以9Cr18合金為研究對象，分別對9Cr18熱軋態(tài)材料及半固態(tài)坯料進行觸變壓縮實驗。通過OM和SEM研究了其在加熱、半固態(tài)及變形冷卻后的顯微組織演變規(guī)律，分析了其壓縮過程的固液流動特性和應力-應變關系。研究表明，半固態(tài)坯料制備是保證材料發(fā)揮半固態(tài)變形特性的必備流程，坯料加熱至半固態(tài)溫度能夠保證固液三維均勻分布，充分發(fā)揮液相流動特性。僅通過對軋態(tài)材料加熱至半固態(tài)溫度區(qū)間會導致液相沿原帶狀組織區(qū)域熔化析出，固液分布不均勻。熱軋態(tài)材料帶狀熔化致使液相不能形成三維連通，液相流動只能在不同部位的若干區(qū)域進行，變形主要通過固相顆粒塑性變形完成，進入最后階段變形抗力上升。半固態(tài)坯料變形過程中固液相分布均勻，當變形進行至觸變階段，液相由于受到向外側壓力梯度作用，在固相間隙中流動，固相顆粒予以協(xié)調(diào)，發(fā)生宏觀固液分離，從而使變形抗力隨之下降。9Cr18合金在半固態(tài)溫度區(qū)間成形過程中表現(xiàn)出不同于傳統(tǒng)熱處理的組織演變規(guī)律。半固態(tài)溫度范圍內(nèi)奧氏體溶解合金元素的能力較傳統(tǒng)奧氏體化 (1050 ℃)極大提高，從而提高了奧氏體在快速冷卻過程中的穩(wěn)定性，在冷卻后得到過飽和的亞穩(wěn)奧氏體組織。半固態(tài)獨特的組織演變過程為材料組織性能控制提供一種新的可能，可以據(jù)此設計滿足特殊要求的熱處理工藝。

The compression behavior during semi-solid state is a fundamental basis for the following rheoforming or thixoforming. Coexist of solid/liquid phase leads to the unique deformation behavior. The chemical composition at each phase is different from conventional forming process. Deformation behavior and microstructure evolution is determined by various effects such as initial state, heating, cooling, etc. The semi-solid compression test of 9Cr18 as hot-rolled material and semi-solid billet were conducted, respectively. Microstructure evolution during heating, semi-solid state, deformation and cooling was investigated by OM and SEM. Solid/liquid flow behavior and the relationship of stress-strain were analyzed. The results showed preparation of semi-solid billet is essential for the uniformity of solid particle and liquid phase, which would help to demonstrate the flow behavior. Only heating the as hot-rolled material to semi-solid led to the banded precipitation of liquid phase. The banded melting of as hot-rolled material made it hard for liquid phase to connect with each other. Liquid flow only happened in partial area and plastic deformation of solid particles was the main deformation behavior. The stress increased at the final stage. As for semi-solid billet, solid particles and liquid film coexisted uniformly. Macro separation of solid/liquid occurred as deformation came into thixotropic stage.

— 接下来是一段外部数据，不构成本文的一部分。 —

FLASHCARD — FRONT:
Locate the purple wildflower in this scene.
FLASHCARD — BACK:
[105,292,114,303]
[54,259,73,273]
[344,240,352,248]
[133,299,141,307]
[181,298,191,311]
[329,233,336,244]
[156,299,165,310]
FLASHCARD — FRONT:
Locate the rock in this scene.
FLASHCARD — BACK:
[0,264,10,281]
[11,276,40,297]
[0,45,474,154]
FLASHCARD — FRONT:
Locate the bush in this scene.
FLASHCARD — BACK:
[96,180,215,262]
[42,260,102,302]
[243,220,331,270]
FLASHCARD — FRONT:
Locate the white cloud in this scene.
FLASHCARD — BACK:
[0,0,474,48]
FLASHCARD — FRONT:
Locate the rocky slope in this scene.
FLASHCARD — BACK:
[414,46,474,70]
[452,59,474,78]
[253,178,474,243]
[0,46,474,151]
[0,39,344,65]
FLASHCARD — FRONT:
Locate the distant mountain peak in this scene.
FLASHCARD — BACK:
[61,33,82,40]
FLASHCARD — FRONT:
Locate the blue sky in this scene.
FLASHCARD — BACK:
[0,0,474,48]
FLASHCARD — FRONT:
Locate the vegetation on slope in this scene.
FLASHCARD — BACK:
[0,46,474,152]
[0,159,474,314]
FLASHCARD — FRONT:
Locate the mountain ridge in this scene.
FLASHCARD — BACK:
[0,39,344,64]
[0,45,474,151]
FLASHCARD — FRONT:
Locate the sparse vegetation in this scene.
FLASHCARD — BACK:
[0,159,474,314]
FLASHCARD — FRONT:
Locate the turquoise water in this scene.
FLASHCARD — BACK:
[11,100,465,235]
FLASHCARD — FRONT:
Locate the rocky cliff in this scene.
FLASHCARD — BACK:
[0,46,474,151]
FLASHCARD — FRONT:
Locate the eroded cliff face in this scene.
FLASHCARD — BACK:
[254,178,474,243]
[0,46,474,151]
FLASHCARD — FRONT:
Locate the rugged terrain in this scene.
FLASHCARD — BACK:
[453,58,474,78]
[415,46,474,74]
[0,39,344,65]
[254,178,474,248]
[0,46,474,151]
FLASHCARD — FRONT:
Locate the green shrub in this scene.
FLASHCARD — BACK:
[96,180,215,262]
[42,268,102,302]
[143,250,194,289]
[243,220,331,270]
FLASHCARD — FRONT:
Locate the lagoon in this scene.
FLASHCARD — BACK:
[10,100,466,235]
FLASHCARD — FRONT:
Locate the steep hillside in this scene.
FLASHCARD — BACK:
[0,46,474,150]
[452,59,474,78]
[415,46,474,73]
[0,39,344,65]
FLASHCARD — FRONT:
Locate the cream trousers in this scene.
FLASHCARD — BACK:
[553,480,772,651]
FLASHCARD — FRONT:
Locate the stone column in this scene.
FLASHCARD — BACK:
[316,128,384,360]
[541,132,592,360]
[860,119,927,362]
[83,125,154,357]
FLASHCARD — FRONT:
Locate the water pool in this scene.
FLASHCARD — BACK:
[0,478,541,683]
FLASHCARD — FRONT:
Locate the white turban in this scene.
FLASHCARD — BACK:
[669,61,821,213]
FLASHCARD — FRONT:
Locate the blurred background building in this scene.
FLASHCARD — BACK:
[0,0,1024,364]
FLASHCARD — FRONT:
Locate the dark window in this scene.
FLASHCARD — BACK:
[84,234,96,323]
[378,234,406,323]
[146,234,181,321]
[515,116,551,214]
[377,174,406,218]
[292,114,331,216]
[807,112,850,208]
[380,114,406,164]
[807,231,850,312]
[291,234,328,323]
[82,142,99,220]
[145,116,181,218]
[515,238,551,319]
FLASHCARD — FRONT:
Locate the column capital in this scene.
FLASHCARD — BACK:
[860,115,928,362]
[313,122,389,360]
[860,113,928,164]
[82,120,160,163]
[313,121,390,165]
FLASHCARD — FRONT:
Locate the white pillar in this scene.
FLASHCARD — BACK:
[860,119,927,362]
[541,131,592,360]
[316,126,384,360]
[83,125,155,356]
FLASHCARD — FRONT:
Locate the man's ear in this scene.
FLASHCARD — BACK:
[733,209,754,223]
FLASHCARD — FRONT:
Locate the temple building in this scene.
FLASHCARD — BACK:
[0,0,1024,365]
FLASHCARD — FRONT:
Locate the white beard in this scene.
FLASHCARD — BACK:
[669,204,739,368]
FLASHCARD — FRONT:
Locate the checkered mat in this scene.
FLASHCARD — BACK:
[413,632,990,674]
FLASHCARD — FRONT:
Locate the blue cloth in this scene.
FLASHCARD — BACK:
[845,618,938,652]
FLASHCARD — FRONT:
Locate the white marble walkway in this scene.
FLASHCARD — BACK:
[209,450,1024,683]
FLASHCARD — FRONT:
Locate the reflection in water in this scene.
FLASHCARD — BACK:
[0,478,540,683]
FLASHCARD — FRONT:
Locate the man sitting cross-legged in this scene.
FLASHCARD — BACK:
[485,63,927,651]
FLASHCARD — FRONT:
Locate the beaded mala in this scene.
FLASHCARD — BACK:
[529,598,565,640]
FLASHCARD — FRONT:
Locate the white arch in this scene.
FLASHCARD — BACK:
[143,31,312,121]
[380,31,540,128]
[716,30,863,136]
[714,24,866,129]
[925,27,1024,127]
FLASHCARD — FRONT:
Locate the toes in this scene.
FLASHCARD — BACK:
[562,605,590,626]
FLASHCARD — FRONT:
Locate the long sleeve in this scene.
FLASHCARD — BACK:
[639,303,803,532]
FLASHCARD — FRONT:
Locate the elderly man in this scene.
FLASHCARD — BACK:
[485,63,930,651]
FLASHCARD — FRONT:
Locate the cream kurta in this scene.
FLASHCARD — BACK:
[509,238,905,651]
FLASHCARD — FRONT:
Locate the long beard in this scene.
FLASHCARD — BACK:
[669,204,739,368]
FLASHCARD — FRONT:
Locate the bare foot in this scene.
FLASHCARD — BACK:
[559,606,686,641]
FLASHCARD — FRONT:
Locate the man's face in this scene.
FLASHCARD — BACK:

Liquid flew towards outside and solid particles rotated, thus leading to the decrease of stress. Microstructure evolution at semi-solid state was different from conventional heat treatment. Solid austenite particles at semi-solid state could dissolve more alloying elements than normal austenization (1050 ℃). This phenomenon would help to improve the stability of austenite and over-saturated meta-austenite was obtained after cooling. The special microstructure evolution during semi-solid state might provide a possible way to design a new heat treatment procedure.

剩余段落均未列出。